There are many software solutions that provide this functionality to a degree, but don’t offer the full package. If you’re a company that receives orders from marketplaces like Amazon, EDI orders from large retailers, and PDF orders from franchises, most software solutions aren’t built to accept all these orders digitally.

Since not all online ordering and product information management systems are built alike, you want to work with one that suits your needs. OrderEase can handle any challenges your company is facing with data entry or interfacing with your customers. We can help you reduce order errors, increase efficiency, and build great customer experiences while building your sales channels.

Book a discovery call with OrderEase Today!

FAQs

What’s the best way to reduce order errors in a multi-supplier environment?

The best way to reduce order errors in a multi-supplier environment is by centralizing your order management system. By consolidating all orders from various suppliers into one platform, you can ensure uniformity in processing, which reduces the risk of mistakes like incorrect stock levels or miscommunications about product details. A centralized system, like OrderEase, allows for real-time tracking and management of orders from multiple suppliers, automating data capture and reducing manual errors. 

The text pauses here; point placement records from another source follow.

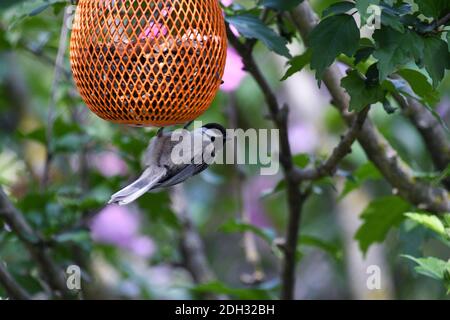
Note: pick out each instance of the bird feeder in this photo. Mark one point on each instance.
(148, 62)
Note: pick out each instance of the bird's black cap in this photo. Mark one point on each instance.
(216, 126)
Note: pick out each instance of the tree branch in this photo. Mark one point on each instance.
(34, 244)
(329, 167)
(191, 244)
(296, 198)
(376, 147)
(14, 290)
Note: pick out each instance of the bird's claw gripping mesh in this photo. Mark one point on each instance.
(144, 62)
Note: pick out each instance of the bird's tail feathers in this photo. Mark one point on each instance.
(143, 184)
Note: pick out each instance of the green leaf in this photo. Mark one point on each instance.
(378, 218)
(363, 54)
(365, 172)
(77, 236)
(391, 20)
(251, 27)
(361, 95)
(338, 7)
(333, 36)
(420, 85)
(157, 207)
(363, 6)
(430, 267)
(434, 8)
(234, 226)
(281, 5)
(7, 3)
(297, 64)
(436, 58)
(395, 49)
(428, 221)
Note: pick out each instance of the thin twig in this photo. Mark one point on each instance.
(433, 133)
(376, 147)
(329, 167)
(59, 71)
(35, 245)
(295, 197)
(14, 290)
(192, 248)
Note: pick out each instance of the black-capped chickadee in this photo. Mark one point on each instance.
(171, 158)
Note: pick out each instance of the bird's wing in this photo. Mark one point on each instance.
(146, 181)
(181, 176)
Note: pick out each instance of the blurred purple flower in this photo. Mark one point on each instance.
(234, 72)
(119, 226)
(109, 164)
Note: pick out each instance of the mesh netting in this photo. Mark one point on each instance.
(145, 62)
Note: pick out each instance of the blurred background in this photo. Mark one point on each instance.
(137, 251)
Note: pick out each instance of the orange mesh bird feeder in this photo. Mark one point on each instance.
(148, 62)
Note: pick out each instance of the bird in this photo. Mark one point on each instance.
(161, 171)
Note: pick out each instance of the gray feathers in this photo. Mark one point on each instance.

How does reducing data errors in business improve profitability?

Reducing data errors improves profitability by cutting down on costly mistakes such as incorrect orders, shipping delays, and payment discrepancies. These errors often result in lost revenue, additional costs for corrections, and damaged customer relationships. By automating data entry with solutions like OrderEase, businesses ensure real-time accuracy across their systems, reducing the need for costly manual fixes. 

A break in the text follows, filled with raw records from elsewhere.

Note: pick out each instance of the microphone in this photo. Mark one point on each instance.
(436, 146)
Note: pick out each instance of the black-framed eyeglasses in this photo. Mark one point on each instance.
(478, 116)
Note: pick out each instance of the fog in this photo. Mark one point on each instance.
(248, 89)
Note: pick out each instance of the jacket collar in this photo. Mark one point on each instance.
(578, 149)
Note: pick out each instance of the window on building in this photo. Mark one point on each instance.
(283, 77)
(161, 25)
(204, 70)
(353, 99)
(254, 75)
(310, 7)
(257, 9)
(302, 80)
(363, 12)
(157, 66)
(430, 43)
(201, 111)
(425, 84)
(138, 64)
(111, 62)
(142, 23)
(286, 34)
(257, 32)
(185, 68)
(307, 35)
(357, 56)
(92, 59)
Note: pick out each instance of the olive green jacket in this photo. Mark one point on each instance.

How do I know if my order management process is error-prone?

You can identify if your order management process is error-prone by looking for frequent issues like customer complaints about wrong items or delays. Relying heavily on manual data entry, inconsistent order tracking, and high return rates are clear signs of error-prone processes. If invoicing or payments are often delayed or mismatched, this further indicates that your system may have inefficiencies.